Виктор в тот день был на делянке. Вальщиком леса работал — руки тяжёлые, кулаки как гири, голос из бочки. Пил не каждый день, но когда пил — всё летело. Табуретки, посуда, Анна. Особенно Анна.
Она терпела пять лет. Пять лет закрывала синяки рукавами, отводила глаза на вопросы соседок, говорила «упала», говорила «ударилась», говорила «всё хорошо». А когда он в пятый раз сломал ей ребро — она перестала говорить «всё хорошо». Она просто замолчала.

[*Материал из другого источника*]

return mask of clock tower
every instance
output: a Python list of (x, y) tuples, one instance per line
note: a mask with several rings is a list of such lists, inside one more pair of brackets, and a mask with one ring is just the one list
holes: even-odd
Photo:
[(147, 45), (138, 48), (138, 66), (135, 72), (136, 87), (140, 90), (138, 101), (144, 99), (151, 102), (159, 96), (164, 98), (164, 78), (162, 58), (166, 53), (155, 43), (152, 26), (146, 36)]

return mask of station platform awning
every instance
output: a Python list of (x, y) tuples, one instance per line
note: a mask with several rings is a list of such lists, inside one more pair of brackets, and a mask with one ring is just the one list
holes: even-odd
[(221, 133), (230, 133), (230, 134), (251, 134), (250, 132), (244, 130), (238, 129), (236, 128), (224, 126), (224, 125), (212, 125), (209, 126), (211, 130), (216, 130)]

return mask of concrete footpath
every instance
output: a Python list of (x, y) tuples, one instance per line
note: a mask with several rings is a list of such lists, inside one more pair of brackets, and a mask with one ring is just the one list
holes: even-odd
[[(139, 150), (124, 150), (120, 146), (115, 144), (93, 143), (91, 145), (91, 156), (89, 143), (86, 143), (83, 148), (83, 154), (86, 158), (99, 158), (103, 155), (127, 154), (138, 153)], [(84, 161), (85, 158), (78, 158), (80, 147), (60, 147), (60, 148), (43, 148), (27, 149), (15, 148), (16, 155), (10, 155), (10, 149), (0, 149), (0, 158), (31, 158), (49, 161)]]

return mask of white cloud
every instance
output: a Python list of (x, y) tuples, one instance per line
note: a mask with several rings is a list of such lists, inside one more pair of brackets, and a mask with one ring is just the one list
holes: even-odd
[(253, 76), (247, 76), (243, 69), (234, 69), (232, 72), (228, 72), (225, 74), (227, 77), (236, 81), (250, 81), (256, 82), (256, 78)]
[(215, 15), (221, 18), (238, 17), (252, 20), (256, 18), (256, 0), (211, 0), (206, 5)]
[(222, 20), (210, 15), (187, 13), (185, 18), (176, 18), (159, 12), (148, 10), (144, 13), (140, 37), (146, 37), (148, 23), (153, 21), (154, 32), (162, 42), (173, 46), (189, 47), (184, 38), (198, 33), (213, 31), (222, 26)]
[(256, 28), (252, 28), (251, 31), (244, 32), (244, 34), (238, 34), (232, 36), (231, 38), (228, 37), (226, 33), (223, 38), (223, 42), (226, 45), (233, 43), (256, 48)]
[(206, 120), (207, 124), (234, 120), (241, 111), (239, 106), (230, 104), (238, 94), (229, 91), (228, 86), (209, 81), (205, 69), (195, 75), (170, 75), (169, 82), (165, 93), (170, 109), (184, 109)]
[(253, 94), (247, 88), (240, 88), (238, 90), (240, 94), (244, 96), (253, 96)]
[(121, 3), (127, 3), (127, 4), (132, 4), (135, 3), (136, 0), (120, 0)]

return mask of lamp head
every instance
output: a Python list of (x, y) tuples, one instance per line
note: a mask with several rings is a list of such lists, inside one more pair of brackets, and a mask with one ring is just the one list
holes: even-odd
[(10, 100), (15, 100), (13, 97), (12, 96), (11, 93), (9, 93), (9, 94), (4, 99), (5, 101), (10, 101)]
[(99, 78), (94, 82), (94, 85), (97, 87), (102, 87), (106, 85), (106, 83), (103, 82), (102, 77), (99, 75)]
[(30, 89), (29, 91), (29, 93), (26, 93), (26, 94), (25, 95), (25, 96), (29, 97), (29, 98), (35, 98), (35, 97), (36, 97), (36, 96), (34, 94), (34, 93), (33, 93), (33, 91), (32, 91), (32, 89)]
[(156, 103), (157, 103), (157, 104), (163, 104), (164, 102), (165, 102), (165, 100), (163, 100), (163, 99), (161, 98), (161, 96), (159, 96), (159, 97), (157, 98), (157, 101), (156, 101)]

И в тот майский день, когда он уехал на делянку, Анна взяла сумку — и ушла.
Ехала долго. Автобус до райцентра — тряский ПАЗик, воняющий бензином. Попутка до реки — старый «УАЗ» с молчаливым водителем. Потом паром через реку — медленный, скрипучий, с канатом через всю реку. А потом — двадцать километров пешком через лес. Дорога пыльная, солнце в спину, сумка оттягивает руку.
Она знала, куда идёт.
У матери была сестра — тётка Вера. Жила в глухой деревне за рекой, в трёхстах километрах от прежней жизни. Анна видела её в последний раз лет десять назад — та приезжала на похороны матери. Маленькая, сухая, с такими глазами, будто она всё про жизнь поняла и давно не ждёт ничего нового. Тогда она сказала: «Будет плохо — приезжай». И Анна запомнила.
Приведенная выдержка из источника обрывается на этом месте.